Tutorial
CAPTCHA Solving for Web Scraping - Complete Guide
How to handle CAPTCHAs when web scraping. Covers reCAPTCHA, hCaptcha, Turnstile, and automated solving services.
CAPTCHAs are one of the biggest obstacles in web scraping. Here is how to deal with every type you will encounter.
Types of CAPTCHAs
| Type | Difficulty | Common On |
|---|---|---|
| reCAPTCHA v2 | Medium | Widely used (checkbox + image) |
| reCAPTCHA v3 | Hard | Invisible, score-based |
| hCaptcha | Medium | Cloudflare sites, many others |
| Cloudflare Turnstile | Hard | Cloudflare-protected sites |
| Image CAPTCHAs | Easy | Legacy sites |
| Text CAPTCHAs | Easy | Older forms |
Strategy 1: Avoid CAPTCHAs Entirely
The best approach is to never trigger CAPTCHAs in the first place.

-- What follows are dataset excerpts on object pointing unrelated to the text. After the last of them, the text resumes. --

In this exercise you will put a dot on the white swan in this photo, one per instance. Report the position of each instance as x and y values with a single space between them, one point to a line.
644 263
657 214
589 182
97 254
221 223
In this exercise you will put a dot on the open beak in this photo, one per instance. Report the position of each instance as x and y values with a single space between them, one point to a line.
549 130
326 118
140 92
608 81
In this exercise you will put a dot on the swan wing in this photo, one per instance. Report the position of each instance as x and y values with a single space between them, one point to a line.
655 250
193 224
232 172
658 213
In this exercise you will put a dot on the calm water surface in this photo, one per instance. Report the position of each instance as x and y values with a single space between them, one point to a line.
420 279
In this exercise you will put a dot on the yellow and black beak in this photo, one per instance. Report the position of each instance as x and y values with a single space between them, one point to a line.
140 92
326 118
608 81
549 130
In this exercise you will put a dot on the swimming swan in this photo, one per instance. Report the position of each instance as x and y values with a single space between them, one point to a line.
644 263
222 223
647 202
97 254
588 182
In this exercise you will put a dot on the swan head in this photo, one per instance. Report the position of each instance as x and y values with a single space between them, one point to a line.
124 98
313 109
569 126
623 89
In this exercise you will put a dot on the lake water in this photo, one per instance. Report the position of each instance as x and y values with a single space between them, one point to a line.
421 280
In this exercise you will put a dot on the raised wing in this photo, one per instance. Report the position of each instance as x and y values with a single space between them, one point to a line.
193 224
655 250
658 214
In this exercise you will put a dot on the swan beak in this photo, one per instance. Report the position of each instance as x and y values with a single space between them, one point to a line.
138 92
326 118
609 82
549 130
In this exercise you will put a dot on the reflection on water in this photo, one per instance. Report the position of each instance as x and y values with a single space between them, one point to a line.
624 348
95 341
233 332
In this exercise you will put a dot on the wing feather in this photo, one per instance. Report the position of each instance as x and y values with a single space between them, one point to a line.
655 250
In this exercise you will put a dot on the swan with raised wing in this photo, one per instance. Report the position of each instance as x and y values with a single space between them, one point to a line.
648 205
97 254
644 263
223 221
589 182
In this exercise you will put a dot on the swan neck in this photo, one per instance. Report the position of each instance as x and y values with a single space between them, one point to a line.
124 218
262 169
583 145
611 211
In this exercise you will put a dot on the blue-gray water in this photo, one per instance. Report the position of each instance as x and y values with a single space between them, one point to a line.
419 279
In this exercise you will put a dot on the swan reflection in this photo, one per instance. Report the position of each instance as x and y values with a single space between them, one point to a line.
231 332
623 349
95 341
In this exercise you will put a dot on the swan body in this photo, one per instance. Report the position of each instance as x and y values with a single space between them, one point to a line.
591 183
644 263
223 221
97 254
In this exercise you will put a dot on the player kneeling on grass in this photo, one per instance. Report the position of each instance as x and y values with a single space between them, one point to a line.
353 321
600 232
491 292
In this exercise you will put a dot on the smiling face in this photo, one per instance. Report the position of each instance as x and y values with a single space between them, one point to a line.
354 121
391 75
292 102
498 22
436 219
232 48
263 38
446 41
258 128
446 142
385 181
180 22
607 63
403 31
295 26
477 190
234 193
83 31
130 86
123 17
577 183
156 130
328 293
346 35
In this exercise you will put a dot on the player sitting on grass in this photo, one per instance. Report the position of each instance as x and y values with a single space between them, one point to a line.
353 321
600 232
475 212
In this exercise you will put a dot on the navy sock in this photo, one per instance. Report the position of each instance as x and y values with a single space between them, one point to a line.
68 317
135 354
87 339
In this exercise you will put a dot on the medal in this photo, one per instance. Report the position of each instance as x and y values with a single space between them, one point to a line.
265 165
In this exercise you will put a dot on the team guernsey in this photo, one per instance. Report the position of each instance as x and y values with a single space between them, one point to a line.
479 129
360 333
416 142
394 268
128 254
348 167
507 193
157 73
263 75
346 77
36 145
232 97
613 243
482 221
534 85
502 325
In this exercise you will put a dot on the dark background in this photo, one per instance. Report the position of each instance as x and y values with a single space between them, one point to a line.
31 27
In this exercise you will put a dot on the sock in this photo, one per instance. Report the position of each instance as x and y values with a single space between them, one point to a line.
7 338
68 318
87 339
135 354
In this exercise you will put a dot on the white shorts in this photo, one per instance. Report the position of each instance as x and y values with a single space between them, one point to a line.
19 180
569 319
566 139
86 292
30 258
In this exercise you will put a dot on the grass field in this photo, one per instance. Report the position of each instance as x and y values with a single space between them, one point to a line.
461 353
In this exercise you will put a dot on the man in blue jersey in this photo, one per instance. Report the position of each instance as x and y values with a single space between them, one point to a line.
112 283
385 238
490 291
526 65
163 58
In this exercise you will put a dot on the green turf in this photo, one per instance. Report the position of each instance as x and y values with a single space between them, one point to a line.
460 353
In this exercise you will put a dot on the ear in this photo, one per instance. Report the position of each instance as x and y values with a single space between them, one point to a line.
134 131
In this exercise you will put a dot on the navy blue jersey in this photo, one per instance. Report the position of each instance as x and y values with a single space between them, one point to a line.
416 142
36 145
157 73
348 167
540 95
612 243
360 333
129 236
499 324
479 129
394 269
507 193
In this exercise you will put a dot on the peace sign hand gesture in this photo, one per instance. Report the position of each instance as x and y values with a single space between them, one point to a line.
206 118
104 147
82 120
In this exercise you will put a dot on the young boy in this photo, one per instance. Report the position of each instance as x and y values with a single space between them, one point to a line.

- Use residential proxies, Clean IPs rarely trigger CAPTCHAs
- Rotate user agents and fingerprints, Avoid detection patterns
- Add realistic delays, Human-like browsing speeds
- Use ScraperAPI, Their smart proxy system avoids CAPTCHAs for most sites
import requests
API_KEY = "YOUR_SCRAPERAPI_KEY"
# ScraperAPI handles CAPTCHA avoidance automatically
resp = requests.get(
f"http://api.scraperapi.com?api_key={API_KEY}&url=https://example.com&render=true"
)
Strategy 2: CAPTCHA Solving Services
When you cannot avoid CAPTCHAs, use solving services.
Popular Services
| Service | reCAPTCHA v2 | reCAPTCHA v3 | hCaptcha | Speed |
|---|---|---|---|---|
| 2Captcha | $2.99/1K | $2.99/1K | $2.99/1K | 20-40s |
| Anti-Captcha | $2.00/1K | $2.00/1K | $2.00/1K | 15-30s |
| CapMonster | $1.20/1K | $1.20/1K | $1.20/1K | 10-20s |
Example: 2Captcha Integration
import requests
import time
CAPTCHA_API_KEY = "YOUR_2CAPTCHA_KEY"
# Step 1: Submit CAPTCHA
resp = requests.post("http://2captcha.com/in.php", data={
"key": CAPTCHA_API_KEY,
"method": "userrecaptcha",
"googlekey": "site_key_here",
"pageurl": "https://example.com/page"
})
captcha_id = resp.text.split("|")[1]
# Step 2: Poll for solution
while True:
time.sleep(10)
result = requests.get(
f"http://2captcha.com/res.php?key={CAPTCHA_API_KEY}&action=get&id={captcha_id}"
)
if "CAPCHA_NOT_READY" not in result.text:
token = result.text.split("|")[1]
break
Strategy 3: Browser Automation
For Turnstile and invisible CAPTCHAs, sometimes a real browser with stealth plugins works.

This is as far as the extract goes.